L’état des lieux de la fibrillation auriculaire dressé par Rand Europe n’est pas reluisant. Selon cette ONG spécialisée dans l’analyse de données de santé, 10 millions de patients en Europe de l’Ouest sont touchés par cette pathologie, qui représente chacun 5 000 à 30 000 euros de frais d’hospitalisation annuels suite à un AVC.
Malgré ces chiffres astronomiques, la fibrillation auriculaire n’est pas considérée comme un problème de santé publique, et reste mal connue du grand public et des médecins, en dehors des cardiologues.
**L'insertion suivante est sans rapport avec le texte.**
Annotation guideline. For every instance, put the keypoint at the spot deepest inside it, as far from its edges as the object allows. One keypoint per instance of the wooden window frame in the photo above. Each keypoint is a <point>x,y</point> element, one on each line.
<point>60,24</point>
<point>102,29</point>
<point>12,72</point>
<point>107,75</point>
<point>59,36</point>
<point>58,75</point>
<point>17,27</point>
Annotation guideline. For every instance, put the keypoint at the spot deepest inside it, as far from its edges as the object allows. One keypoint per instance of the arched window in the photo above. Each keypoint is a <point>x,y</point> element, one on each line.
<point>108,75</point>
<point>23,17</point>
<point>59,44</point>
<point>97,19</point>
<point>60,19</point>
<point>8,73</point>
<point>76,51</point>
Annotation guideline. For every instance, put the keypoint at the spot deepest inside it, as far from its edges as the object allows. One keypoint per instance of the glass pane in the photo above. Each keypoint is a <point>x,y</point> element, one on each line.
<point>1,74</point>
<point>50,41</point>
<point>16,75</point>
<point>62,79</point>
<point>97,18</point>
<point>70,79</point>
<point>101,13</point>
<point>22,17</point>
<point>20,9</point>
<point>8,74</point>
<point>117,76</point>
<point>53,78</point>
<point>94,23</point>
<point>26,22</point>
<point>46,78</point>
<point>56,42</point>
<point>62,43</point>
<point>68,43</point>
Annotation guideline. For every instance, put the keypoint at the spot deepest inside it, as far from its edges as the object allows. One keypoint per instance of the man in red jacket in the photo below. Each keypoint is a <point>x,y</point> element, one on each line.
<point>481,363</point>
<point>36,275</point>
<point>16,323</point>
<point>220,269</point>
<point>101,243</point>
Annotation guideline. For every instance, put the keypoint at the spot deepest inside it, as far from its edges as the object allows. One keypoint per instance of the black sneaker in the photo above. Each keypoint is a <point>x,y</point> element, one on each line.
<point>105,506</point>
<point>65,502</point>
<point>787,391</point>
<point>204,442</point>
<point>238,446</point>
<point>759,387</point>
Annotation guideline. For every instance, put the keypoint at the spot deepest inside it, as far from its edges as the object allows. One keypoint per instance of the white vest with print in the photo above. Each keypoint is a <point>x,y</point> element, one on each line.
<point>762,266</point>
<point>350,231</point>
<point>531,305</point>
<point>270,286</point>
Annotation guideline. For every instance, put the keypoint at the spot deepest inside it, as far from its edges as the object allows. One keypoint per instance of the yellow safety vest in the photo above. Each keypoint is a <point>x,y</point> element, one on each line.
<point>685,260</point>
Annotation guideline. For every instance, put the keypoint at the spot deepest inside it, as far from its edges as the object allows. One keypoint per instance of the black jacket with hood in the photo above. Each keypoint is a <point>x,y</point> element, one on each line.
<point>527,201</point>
De surcroît, plus de la moitié des patients ne seraient pas correctement traités par anticoagulation.
Pour parvenir à ce constat, les auteurs ont passé en revue 200 articles scientifiques et recommandations de sociétés savantes, et ont mené 60 entretiens de médecins dans six pays : La Belgique, la France, le Royaume-Uni, l’Allemagne, l’Espagne et l’Italie.
Un diagnostic simple… mais peu réalisé
« Le diagnostic de la fibrillation atriale est simple, une prise du pouls suffit, à faire confirmer grâce à un ECG », rappelle le Pr John Camm, professeur de cardiologie à l’Imperial College de Londres qui préside le comité d’experts « Future of Anticoagulation » qui a rendu public le rapport. « Il n’est pas normal qu’autant de patients découvrent leur pathologie par hasard, après un premier AVC, reproche-t-il. La mesure du rythme devrait être systématique au-delà de 55 ans. »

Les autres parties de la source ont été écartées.